A black 12-year-old in the suburbs of Columbus, Ohio was encouraged by his mother to earn his own money, but on his first day as a paperboy, a neighbor pointlessly called the police for "kind of suspicious" behavior.

Police were called on a 12-year-old black boy on his first day on the job as a paperboy in the suburbs of Columbus, Ohio after a neighbor thought his behavior was suspicious. "It looked like at first they were delivering newspapers or something, but I noticed they were walking up to the houses with nothing in hand and one of them came back with something," the 911 caller said, according to WABC TV. "It seemed kind of suspicious."

Uriah Sharp had mistakenly delivered to the wrong home and went to retrieve his papers, his mother, Brandie, explained in a Facebook post, per the New York Daily News. "First day of paper route and we are pulled over by the police," she wrote. "Sad I cant even teach my son the value of working without someone whispering and looking at us out the side of their eye perhaps because we DON'T 'look like a person that belongs in their neighborhood.’”

Brandie had taken Uriah and her other son, Mycah, 17, to deliver the Columbus Dispatch’s ad package, also known as "The Bag," in an attempt to “teach them how to work, how to be production, and how to stay busy," per WABC TV.
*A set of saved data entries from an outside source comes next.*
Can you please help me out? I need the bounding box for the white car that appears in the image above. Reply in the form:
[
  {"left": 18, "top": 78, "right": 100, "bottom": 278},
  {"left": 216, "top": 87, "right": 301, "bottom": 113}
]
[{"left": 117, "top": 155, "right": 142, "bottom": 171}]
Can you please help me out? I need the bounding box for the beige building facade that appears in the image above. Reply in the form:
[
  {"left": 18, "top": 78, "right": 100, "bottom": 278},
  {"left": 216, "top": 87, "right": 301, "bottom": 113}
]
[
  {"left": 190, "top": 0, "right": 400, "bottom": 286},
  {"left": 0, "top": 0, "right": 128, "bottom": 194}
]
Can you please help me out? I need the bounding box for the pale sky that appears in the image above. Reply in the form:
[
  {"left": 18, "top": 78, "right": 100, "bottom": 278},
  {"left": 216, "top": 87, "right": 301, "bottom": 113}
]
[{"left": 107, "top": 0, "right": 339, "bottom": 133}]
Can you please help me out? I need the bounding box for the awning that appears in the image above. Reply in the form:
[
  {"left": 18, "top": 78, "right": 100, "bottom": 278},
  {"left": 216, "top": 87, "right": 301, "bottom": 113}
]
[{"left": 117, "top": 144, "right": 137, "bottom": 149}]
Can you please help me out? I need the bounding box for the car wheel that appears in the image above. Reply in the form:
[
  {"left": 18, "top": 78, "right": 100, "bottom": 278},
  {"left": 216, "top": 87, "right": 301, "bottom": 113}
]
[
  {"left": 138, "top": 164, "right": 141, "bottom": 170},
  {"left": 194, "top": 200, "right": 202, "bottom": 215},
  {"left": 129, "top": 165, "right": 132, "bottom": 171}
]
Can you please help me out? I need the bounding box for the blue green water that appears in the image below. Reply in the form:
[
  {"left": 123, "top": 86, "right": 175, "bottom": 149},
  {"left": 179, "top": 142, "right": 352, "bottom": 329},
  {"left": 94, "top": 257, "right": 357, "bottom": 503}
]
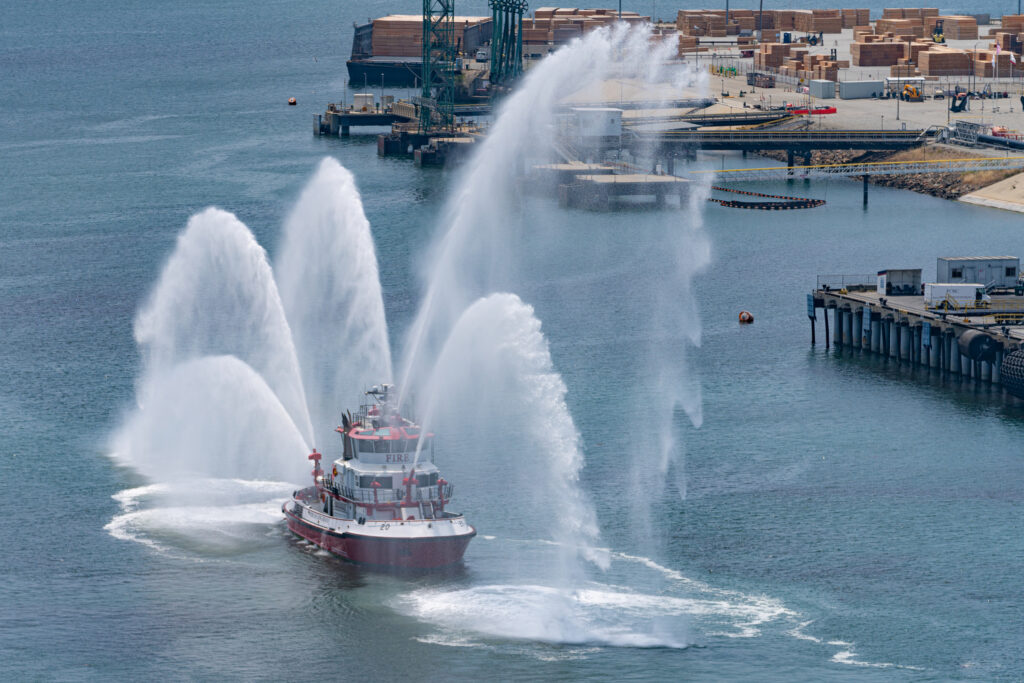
[{"left": 3, "top": 1, "right": 1024, "bottom": 679}]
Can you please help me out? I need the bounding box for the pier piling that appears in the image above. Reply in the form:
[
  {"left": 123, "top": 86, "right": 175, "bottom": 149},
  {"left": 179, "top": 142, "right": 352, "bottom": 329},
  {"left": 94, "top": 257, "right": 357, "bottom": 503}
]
[
  {"left": 812, "top": 283, "right": 1023, "bottom": 397},
  {"left": 824, "top": 304, "right": 830, "bottom": 348}
]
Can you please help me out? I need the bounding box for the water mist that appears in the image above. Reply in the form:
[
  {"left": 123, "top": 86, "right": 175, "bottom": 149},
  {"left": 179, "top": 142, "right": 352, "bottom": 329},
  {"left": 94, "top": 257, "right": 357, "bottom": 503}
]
[
  {"left": 416, "top": 293, "right": 607, "bottom": 574},
  {"left": 109, "top": 160, "right": 394, "bottom": 552},
  {"left": 133, "top": 207, "right": 314, "bottom": 445},
  {"left": 397, "top": 24, "right": 710, "bottom": 646},
  {"left": 276, "top": 157, "right": 393, "bottom": 450},
  {"left": 399, "top": 24, "right": 707, "bottom": 402}
]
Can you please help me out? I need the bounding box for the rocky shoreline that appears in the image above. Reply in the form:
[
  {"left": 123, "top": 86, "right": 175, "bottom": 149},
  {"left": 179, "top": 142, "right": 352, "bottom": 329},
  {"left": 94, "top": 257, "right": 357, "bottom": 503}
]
[{"left": 757, "top": 147, "right": 1020, "bottom": 200}]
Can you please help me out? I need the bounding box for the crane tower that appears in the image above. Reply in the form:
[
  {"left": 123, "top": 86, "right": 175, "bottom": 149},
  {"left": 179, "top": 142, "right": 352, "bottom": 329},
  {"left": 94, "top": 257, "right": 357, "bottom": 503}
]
[{"left": 420, "top": 0, "right": 456, "bottom": 132}]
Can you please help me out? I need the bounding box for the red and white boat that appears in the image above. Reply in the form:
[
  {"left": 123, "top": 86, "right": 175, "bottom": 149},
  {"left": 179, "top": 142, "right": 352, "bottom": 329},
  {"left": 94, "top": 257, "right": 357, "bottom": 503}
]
[{"left": 283, "top": 384, "right": 475, "bottom": 569}]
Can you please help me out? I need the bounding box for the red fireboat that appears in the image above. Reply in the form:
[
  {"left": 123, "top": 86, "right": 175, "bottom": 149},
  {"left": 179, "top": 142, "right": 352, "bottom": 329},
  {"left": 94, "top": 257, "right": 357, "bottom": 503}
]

“What was suspicious at 5:30 in the evening? What was this big reasoning that you had to call the police?” she told the news outlet.
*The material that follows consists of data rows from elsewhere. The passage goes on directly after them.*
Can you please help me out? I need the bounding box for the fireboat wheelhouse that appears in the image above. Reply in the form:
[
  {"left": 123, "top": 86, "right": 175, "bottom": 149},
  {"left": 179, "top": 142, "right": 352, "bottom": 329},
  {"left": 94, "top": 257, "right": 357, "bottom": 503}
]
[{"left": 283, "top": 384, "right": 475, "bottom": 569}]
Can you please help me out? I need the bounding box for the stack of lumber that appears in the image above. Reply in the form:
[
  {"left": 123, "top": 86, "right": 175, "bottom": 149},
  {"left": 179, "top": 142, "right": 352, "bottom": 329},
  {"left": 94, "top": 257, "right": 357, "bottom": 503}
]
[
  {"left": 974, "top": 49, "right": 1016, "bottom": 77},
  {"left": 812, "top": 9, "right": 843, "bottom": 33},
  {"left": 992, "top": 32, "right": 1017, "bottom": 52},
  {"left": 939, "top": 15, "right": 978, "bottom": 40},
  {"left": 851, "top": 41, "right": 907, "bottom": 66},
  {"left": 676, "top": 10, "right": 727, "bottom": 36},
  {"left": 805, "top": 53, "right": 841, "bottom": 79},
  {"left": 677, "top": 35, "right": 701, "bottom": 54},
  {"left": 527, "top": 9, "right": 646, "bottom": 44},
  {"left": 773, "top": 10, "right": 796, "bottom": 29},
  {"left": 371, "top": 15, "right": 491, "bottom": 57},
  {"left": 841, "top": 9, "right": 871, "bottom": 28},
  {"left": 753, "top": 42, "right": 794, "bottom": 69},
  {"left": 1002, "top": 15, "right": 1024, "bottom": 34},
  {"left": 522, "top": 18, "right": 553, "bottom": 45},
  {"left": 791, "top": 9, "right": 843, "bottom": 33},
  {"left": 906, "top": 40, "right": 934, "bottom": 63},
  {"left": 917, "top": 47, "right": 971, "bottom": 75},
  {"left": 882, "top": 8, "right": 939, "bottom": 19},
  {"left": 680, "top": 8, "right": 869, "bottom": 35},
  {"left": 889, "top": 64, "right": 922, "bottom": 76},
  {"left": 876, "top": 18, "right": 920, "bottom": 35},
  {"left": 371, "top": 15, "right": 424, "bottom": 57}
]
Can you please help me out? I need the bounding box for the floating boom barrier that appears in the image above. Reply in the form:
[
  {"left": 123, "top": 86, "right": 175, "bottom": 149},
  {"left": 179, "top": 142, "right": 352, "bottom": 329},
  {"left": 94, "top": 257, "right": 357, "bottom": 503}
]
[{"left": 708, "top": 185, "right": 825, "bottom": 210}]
Bryan McKean, a police officer with the Upper Arlington Police, told WABC TV that “when our officer arrived on [the] scene, he very quickly determined that these individuals were delivering the newspaper.”
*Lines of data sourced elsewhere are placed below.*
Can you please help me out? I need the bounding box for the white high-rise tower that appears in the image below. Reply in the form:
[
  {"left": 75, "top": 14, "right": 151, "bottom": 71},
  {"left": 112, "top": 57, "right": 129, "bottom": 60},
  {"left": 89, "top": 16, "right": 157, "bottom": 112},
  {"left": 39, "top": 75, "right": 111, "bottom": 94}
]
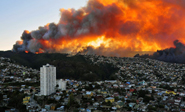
[{"left": 40, "top": 64, "right": 56, "bottom": 96}]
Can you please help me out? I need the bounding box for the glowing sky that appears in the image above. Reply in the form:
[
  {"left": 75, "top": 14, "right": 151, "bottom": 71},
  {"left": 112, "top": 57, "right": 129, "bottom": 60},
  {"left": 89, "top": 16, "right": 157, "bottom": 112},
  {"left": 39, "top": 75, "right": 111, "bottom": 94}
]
[{"left": 0, "top": 0, "right": 87, "bottom": 50}]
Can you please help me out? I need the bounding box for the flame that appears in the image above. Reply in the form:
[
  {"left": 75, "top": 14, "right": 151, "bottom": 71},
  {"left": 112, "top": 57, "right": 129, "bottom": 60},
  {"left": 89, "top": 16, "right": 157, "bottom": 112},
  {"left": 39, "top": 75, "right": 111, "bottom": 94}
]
[
  {"left": 87, "top": 36, "right": 110, "bottom": 48},
  {"left": 15, "top": 0, "right": 185, "bottom": 57},
  {"left": 45, "top": 23, "right": 50, "bottom": 29},
  {"left": 24, "top": 30, "right": 30, "bottom": 34},
  {"left": 16, "top": 41, "right": 23, "bottom": 45},
  {"left": 34, "top": 48, "right": 44, "bottom": 54},
  {"left": 25, "top": 51, "right": 29, "bottom": 53}
]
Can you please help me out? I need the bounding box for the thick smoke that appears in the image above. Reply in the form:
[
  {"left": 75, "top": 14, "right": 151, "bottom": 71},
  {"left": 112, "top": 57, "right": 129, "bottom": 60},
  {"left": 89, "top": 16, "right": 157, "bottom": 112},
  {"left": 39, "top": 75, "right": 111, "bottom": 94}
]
[
  {"left": 12, "top": 0, "right": 185, "bottom": 60},
  {"left": 135, "top": 40, "right": 185, "bottom": 63},
  {"left": 13, "top": 30, "right": 32, "bottom": 52}
]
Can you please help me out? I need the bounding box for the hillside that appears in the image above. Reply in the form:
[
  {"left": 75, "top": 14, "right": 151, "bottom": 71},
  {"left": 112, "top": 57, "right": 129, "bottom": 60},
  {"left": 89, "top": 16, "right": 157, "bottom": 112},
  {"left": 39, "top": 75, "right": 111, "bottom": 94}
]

This is only the latest instance of a white person calling the cops on innocent black people for doing normal things or doing their jobs. There’s the infamous #BBQBecky and #PermitPatty, who called the cops on a black man barbecuing and an 8-year-old black child selling bottles of water, respectively, but this summer has been filled with other examples. There’s the story of the Starbucks worker who called the police minutes after two black men entered the coffee shop, firefighter who was literally doing his job, the black family questioned by a white man for attending a community pool, the movie theatre manager who called the police on black parents who were trying to pick up their children and so much more.